Abstract

Cardiovascular disease (CVD) is the leading cause of death globally. The lack of awareness of coronary heart disease (CHD), a type of CVD, symptoms can potentially increase the vulnerability to experiencing a heart attack or cardiac arrest, making the early diagnosis and treatment of CHD imperative. The predictive modeling of clinical data has seen exponential growth over the past decade. Enhancing the traditional prognosis capacity with predictive modeling presents a lucrative and viable approach for doctors to predict the risk of CVD. This research is focused on evaluating multiple machine learning and deep learning algorithms to predict the onset of CVD. We hypothesized that supervised machine learning models with feature interpretability and ensemble learning could be deployed using clinical diagnosis data for reasonably accurate cardiovascular disease prediction.

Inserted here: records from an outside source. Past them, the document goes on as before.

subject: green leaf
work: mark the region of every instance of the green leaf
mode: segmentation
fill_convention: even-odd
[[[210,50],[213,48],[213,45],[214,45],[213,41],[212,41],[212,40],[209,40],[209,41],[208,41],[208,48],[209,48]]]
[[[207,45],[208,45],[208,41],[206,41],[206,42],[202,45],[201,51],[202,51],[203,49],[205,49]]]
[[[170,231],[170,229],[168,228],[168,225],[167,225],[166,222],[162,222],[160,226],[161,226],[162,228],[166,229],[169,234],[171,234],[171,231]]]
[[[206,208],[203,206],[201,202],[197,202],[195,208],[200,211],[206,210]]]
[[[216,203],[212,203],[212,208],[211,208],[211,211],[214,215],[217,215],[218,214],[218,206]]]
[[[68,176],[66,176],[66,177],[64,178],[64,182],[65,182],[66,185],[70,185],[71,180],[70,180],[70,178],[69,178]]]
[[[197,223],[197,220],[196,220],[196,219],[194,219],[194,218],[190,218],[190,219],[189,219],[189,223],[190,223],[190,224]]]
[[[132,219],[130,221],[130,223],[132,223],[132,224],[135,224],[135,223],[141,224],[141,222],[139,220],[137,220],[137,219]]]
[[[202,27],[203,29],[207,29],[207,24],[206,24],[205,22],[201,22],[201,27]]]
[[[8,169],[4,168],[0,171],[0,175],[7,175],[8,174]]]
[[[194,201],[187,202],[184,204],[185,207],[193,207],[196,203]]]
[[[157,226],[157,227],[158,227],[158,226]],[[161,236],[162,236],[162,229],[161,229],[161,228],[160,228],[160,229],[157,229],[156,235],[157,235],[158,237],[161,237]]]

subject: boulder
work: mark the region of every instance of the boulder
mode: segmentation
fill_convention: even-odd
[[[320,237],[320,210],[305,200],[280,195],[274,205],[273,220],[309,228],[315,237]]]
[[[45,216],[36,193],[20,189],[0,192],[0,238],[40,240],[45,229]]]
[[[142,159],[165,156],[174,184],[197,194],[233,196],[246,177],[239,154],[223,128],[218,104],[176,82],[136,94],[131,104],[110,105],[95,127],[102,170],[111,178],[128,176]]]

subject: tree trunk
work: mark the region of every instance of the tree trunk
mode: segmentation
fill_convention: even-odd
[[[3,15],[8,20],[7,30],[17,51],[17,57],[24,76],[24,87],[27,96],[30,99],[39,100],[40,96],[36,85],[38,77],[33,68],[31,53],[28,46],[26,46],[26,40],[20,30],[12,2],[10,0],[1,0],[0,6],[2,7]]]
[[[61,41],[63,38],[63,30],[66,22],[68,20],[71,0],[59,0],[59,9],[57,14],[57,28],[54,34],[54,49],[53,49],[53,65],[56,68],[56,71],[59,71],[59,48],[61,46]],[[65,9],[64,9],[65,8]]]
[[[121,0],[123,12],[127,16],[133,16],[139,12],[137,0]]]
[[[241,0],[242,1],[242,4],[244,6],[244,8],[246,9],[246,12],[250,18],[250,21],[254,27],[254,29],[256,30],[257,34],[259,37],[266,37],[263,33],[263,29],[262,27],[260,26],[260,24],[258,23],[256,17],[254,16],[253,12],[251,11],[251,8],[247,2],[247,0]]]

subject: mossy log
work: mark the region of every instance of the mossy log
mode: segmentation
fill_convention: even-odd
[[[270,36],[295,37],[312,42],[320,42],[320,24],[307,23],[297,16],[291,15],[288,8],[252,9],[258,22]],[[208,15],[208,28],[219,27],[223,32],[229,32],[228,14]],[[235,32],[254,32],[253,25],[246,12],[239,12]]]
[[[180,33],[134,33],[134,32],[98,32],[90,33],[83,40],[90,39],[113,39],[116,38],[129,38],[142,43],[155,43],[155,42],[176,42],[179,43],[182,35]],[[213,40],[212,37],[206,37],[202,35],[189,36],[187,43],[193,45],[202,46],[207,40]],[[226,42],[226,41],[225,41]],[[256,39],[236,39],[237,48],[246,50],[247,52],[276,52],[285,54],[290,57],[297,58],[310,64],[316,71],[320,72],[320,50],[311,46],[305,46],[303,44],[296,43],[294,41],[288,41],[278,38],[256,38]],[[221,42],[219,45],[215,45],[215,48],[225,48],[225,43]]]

We observed that the smaller CVD dataset had a class imbalance problem, which was minimized by employing the adaptive synthetic (ADASYN) sampling technique to improve model performance. This study demonstrated that boosting algorithms can efficiently be deployed on small or large clinical datasets to predict diseases more accurately. The results indicated that while deep learning performs better on larger unstructured datasets, it is less efficient on tabular data, and ensemble boosting models outperformed other supervised machine learning and deep learning models, with 74% prediction accuracy. Shapley values were utilized to identify the risk factors that contributed most to the classification decision with XGBoost, demonstrating the high impact of systolic blood pressure and age on CVD, which aligned with findings in the field of clinical research.